Sogno d’una notte di Sabba – Egli immagina d’essere al Sabba, tra un gruppo di streghe, stregoni e mostri orribili d’ogni genere, qui riuniti per i suoi funerali. Strani rumori, lamenti, risate, grida lontane, cui altre sembrano fare eco. La melodia dell’amata riappare, ma ha perduto ogni carattere di nobiltà e di pudore: non è più se non un’ignobile e triviale motivo di danza… È lei che viene al Sabba e si unisce all’orgia diabolica… Campane funebri, parodia burlesca del Dìes irae, ridda infernale..»

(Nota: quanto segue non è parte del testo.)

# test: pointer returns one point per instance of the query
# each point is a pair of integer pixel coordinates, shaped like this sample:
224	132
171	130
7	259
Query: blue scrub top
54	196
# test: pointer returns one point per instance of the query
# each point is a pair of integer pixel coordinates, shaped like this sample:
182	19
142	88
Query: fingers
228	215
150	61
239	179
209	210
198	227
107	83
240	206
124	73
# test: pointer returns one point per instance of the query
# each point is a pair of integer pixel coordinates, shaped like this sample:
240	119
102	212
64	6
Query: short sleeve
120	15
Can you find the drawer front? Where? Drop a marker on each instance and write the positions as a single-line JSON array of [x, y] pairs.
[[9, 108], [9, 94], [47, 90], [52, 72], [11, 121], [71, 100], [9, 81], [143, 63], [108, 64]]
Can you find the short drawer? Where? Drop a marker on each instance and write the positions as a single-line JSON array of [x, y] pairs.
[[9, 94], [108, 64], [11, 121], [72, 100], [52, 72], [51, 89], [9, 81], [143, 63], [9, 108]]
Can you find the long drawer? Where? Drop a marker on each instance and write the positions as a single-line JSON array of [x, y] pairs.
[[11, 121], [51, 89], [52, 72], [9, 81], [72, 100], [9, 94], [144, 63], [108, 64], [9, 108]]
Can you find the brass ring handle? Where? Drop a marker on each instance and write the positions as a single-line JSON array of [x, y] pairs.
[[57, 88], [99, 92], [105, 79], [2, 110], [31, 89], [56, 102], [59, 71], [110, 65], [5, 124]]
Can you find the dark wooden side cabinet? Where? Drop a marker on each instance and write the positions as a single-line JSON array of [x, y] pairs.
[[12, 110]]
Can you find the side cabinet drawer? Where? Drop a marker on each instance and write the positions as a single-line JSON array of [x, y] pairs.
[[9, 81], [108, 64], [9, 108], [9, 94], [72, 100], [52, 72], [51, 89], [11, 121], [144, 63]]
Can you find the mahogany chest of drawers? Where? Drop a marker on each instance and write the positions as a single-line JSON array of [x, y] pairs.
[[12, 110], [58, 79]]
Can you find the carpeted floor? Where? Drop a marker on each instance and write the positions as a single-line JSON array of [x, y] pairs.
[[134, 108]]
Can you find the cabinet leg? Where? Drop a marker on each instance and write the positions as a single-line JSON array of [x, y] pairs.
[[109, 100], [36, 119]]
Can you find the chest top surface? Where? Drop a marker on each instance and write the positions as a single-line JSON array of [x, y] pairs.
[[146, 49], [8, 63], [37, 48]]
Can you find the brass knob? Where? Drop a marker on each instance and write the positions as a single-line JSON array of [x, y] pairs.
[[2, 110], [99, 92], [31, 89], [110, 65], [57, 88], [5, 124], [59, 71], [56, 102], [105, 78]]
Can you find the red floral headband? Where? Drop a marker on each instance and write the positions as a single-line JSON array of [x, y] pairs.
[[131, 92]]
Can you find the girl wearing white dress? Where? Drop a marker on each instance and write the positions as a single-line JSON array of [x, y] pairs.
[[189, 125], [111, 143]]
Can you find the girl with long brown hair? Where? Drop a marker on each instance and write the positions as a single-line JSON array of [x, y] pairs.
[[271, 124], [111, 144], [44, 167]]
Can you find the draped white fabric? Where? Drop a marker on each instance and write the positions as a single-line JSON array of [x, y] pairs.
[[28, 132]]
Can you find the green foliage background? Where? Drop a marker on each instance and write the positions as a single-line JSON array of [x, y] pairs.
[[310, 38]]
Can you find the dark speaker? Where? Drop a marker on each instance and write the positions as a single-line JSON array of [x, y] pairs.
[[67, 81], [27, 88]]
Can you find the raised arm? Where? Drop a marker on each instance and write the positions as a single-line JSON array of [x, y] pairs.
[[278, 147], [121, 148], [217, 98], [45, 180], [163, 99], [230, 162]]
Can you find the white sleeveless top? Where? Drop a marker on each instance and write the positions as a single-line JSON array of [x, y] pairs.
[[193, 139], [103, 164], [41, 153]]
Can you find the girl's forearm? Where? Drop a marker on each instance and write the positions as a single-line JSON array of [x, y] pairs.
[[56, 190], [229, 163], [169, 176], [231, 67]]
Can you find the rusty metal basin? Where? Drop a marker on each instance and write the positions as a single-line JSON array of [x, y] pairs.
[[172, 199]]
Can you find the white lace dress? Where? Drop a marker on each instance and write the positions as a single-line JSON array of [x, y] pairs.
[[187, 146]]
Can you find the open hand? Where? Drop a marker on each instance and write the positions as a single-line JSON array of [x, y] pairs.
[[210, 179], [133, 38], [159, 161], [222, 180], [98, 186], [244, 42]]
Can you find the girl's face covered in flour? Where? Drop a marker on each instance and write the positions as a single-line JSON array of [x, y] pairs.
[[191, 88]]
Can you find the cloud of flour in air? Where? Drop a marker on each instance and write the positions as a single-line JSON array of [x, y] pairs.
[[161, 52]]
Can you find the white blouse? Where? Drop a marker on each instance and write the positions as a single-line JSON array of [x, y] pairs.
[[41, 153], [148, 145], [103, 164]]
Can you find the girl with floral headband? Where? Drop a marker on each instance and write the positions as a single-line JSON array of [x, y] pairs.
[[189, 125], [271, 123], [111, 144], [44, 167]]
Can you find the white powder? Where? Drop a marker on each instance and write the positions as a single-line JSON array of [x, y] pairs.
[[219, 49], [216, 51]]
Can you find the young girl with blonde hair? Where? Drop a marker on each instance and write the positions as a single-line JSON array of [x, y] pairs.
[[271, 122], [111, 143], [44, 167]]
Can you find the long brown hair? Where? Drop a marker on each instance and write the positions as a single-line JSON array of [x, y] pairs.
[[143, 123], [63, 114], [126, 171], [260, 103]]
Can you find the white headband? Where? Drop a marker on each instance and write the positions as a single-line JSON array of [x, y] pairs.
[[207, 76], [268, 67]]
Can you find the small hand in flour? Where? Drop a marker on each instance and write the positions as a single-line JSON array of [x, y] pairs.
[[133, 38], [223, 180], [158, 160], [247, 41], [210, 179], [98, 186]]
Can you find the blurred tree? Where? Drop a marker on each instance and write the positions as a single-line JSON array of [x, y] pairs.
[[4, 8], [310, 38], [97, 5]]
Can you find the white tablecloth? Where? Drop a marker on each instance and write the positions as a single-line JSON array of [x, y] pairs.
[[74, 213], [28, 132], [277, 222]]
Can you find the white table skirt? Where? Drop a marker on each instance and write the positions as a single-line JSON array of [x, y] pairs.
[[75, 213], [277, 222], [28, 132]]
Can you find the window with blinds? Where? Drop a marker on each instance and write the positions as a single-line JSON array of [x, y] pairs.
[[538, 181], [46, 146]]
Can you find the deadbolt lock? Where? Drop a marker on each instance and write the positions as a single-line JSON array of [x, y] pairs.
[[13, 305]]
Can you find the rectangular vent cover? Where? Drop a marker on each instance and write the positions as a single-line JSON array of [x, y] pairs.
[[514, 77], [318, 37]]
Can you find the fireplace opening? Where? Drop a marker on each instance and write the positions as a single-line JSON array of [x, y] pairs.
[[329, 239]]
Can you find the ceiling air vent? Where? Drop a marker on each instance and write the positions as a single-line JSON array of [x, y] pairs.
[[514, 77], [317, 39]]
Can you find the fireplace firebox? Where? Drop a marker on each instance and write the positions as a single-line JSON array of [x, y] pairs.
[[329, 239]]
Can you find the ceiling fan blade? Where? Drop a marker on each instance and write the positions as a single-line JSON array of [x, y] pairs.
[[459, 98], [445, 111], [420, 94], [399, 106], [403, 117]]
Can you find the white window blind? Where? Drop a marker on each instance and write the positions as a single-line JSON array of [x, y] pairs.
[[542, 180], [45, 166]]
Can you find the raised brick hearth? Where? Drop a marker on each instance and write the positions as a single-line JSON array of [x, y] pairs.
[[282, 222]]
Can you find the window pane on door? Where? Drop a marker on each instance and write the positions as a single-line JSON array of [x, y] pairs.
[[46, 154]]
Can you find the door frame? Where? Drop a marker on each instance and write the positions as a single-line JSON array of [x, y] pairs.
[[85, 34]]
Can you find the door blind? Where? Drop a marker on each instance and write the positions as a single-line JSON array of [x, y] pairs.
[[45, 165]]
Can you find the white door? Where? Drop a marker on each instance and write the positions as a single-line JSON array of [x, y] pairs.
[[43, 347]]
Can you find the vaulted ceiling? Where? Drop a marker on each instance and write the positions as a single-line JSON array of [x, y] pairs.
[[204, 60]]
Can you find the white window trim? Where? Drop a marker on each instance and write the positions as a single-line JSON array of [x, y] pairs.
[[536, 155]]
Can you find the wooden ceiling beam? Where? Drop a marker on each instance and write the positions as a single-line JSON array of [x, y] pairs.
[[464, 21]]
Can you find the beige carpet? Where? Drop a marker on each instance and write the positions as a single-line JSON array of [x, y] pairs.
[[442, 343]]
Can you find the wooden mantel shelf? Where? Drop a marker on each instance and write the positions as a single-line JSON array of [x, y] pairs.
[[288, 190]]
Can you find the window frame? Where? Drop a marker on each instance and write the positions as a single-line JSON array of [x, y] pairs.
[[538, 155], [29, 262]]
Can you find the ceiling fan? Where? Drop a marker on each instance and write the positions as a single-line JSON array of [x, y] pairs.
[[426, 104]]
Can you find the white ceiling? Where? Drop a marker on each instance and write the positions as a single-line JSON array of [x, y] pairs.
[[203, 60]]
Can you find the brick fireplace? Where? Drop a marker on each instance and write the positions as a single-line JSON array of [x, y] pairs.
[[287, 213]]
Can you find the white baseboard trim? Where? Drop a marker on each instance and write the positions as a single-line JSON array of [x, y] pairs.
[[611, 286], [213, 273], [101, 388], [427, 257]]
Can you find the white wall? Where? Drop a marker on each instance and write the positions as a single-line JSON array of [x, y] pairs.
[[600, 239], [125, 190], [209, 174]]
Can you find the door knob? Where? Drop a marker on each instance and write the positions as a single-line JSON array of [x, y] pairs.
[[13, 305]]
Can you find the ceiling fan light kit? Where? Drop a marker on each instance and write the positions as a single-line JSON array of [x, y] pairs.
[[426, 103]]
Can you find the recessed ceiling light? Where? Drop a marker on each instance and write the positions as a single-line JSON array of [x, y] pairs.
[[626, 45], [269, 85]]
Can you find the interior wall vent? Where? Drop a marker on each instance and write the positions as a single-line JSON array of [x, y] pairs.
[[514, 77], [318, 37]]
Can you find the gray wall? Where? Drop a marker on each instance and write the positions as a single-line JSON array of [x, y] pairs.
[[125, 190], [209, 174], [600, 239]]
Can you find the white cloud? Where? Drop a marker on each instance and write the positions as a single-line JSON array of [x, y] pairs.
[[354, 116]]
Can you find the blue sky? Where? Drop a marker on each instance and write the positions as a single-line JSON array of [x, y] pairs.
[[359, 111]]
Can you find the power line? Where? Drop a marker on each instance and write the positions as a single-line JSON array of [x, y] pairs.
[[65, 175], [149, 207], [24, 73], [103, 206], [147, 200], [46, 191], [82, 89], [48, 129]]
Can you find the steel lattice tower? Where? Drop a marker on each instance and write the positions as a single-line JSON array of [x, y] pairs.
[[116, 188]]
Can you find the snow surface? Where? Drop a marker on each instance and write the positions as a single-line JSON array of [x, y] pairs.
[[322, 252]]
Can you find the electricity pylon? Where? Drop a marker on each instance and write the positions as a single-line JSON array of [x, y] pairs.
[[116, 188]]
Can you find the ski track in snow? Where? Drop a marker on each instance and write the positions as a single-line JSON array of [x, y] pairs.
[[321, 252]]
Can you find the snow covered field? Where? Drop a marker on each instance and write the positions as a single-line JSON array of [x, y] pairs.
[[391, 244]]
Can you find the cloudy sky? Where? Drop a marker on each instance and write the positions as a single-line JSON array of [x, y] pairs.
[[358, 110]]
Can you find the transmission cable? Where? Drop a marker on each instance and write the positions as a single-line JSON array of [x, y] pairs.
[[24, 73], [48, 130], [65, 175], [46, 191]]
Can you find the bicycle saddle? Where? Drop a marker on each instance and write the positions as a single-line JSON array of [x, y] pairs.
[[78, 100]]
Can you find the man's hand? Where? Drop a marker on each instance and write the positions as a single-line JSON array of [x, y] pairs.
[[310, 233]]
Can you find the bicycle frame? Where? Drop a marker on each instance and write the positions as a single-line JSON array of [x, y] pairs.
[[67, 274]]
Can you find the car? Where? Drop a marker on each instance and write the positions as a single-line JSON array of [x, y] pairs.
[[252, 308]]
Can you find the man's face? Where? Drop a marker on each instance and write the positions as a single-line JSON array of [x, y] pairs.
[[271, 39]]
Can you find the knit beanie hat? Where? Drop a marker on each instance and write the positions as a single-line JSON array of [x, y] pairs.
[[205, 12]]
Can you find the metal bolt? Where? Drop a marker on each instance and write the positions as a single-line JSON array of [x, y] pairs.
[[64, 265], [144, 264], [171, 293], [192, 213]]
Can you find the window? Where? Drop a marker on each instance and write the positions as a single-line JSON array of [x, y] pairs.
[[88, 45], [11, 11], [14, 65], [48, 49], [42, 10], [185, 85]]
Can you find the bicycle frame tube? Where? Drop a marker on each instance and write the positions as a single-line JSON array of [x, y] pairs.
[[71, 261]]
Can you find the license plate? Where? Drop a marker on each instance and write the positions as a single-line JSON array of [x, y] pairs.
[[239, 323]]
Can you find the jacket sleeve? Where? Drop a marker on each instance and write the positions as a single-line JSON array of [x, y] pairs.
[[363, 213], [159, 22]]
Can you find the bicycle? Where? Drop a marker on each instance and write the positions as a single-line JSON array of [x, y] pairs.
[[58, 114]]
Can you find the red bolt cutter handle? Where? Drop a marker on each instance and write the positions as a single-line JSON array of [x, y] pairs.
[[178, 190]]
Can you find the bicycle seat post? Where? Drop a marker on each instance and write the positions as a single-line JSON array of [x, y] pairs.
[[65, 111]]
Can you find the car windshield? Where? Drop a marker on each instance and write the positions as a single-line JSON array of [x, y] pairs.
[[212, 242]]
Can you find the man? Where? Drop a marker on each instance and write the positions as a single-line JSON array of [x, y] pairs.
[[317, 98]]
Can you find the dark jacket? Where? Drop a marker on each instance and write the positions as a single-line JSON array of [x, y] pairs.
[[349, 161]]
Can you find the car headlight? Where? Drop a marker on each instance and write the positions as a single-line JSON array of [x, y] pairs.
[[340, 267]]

Danze da “La Damnation de Faust”

Nell’epoca romantica il carattere della danza viene riscoperto e reinterpretato: dalla danza originale ha dunque origine il pezzo da concerto, la scena di ballo; sia nell’opera che nell’oratorio la danza si intreccia alla vicenda, assumendo una funzione drammaturgica. Anche Berlioz ha fatto uso delle danze in tale funzione. Nella “Danza dei silfi”, l’ondeggiante valzer degli spiriti dell’aria nella leggenda drammatica La Damnation de Faust (1846), la desiderabile immagine di Margherita appare a Faust durante il sonno in cui l’ha sprofondata Mefistofele.
Molto più vasto e più significativo sotto il profilo drammaturgico e formale – si tratta di un minuetto – è la “Danza dei folletti”, gli spiriti del fuoco che Mefistofele evoca perché Margherita “cada nel peccato”.